If this warning is not triggering for you, I suggest filing a bug to have the ebuild adjusted.

----------

## jesnow

Because it is very security related I would have thought a more prominent warning would be warranted. How am I going to see it in a big list of emerge messages? Secondly, I din't use TCP wrappers, I used denyhosts. I, like a lot of even savvy users, only have the vaguest idea what tcp-wrappers is, just that it's a dependency of some really core functionality. 

I haven't had any luck with itables, it is very complex software, and all the successor solutions like fail2ban etc are based on it. There is essentially no way of solving this problem without gong to a fully fledged firewall setup. Maybe that's good, one should not run telnetd or ftpd any more either. 

This is the achilles heel of FOSS, old solutions silently fail with no replacement. Or the replacement is poorly documented, because hey linux isn't for noobs. OK. 

Why couldn't somebody just fix TCP wrappers? That's not a gentoo problem, it seems like an everybody problem. There's also a world of out of date documentation out there telling you how to set up hosts.* to secure your system. And even googling hosts.deny doesn't get you a page that says: 

WARNING PEOPLE: hosts.deny NO LONGER WORKS !!! DENYHOSTS RUNS BUT CAN'T DENY ANYTHING!!!

I guess it does now. 

Cheers, 

Jon

[edit:] Thanks for your input by the way, it's very helpful.

----------

## ct85711

First off, tcp-wrappers is the hosts.deny/allow; so if you used hosts.deny you were using tcp-wrappers...

As far as stuff stopped working with tcp-wrappers, that decision was done by upstream developers, not Gentoo's devs.  I know for openssh, there were quite a few posts/articles about this and openssh devs said they won't support them.  Their reasoning is that they already have something internal doing the same thing so to save a few lines of code they stopped supporting tcp-wrappers...  There is quite a few people upset about this, but there is nothing we can do.  Simply put upstream has done a straight out their way or highway, and you don't have a choice of anything else.

----------

## Hu

With the right configuration, Portage would mail (or save to a special file) ewarn class messages.  Assuming (possibly unjustifiably) that Gentoo developers do not use ewarn for noise messages, these messages are always worth reading.  I agree that a more aggressive failure would have been nice.  I recall one recent openssh ebuild where a particular unsupported configuration would refuse to build.

Basic iptables is not that hard.  If you describe your problems with it, we may be able to help you.

Nobody restored the sshd/TCP wrappers integration because nobody with the skill to do so felt it was worth his/her time to do it.  I never used TCP wrappers for sshd because it seemed like a bad design to allow connections from hosts you know you don't want to service.

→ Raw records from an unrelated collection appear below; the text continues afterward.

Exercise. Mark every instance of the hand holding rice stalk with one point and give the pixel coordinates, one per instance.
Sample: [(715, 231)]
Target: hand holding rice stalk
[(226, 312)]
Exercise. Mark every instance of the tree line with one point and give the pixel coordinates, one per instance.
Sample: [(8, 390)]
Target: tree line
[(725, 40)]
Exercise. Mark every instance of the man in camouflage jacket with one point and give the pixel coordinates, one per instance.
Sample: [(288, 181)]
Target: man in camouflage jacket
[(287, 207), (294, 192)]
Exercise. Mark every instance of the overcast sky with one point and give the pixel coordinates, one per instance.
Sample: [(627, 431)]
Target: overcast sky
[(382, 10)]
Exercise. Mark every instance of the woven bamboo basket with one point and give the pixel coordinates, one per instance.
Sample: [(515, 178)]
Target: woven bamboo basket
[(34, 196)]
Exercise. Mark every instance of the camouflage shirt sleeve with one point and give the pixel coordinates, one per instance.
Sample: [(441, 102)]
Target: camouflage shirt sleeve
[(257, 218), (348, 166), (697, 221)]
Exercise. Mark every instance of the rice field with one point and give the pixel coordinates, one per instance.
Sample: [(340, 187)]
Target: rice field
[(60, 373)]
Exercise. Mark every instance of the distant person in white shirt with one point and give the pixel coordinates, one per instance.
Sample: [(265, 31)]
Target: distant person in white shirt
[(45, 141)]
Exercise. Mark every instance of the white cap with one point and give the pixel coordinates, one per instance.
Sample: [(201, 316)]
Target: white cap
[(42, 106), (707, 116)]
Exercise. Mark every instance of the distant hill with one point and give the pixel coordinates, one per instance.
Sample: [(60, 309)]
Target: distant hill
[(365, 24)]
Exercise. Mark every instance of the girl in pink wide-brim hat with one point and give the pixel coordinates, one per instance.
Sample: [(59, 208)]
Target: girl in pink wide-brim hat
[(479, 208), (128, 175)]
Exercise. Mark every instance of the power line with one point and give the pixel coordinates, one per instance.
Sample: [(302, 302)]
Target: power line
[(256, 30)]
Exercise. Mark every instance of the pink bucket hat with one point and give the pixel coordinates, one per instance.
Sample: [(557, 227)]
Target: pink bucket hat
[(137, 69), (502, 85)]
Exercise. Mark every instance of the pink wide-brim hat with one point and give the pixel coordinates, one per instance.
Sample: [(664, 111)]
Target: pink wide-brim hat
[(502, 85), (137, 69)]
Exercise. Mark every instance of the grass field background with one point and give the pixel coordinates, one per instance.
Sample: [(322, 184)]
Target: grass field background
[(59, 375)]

DenyHosts works fine for programs that still support TCP wrappers.  OpenSSH is not one of those programs.

----------

## jesnow

 *ct85711 wrote:*   

> First off, tcp-wrappers is the hosts.deny/allow; so if you used hosts.deny you were using tcp-wrappers...
> 
> 

 

Yes I was, but I didn't know it. 

 *Quote:*   

> 
> 
> As far as stuff stopped working with tcp-wrappers, that decision was done by upstream developers, not Gentoo's devs.  I know for openssh, there were quite a few posts/articles about this and openssh devs said they won't support them.  Their reasoning is that they already have something internal doing the same thing so to save a few lines of code they stopped supporting tcp-wrappers...  There is quite a few people upset about this, but there is nothing we can do.  Simply put upstream has done a straight out their way or highway, and you don't have a choice of anything else.

 

Yes, I understand that is indeed upstream's problem. I was exactly frustrated because openssh has no such functionality, and there is a russian server hammering me with a few thousand login requests a day, with no way to block it until I finally got iptables going. When you have a lot of kernel flags to set correctly and a lot lot more that you have to search through to find them it gets confusing. tcp-wrapper was very good about "just working" all these years.

I filed a bug asking for denyhosts to be dropped from portage because it no longer does anything in the gentoo context.

Could tcp-wrapper functionality be replaced entirely by a script that sets iptables rules? I have googled this a zillion ways and can't seem to find anything relevant. Or could denyhosts be modified to issue an iptables drop instead of writing to hosts.deny?

It seems like though, fail2ban is much more powerful and works with iptables out of the box, and there are other solutions as well. 

Thanks, 

Jon.

----------

## Hu

As I understand it, fail2ban is meant to be that script that uses iptables to enforce the denials.  According to its features page, it can use Netfilter or TCP wrappers (among other choices).  Not that the TCP wrappers support will do you much good in this case.

----------

## jesnow

Thats' right. IPtables took quite a bit of work to get going. Fail2ban is also a deep dive, very powerful. I'm just goign to ban attackers by hand when I notice them. It's not worth the work. Now I'm having trouble getting nomachine to play with iptables, but I'll have to start another thread for that. 

thanks, 

Jon.

----------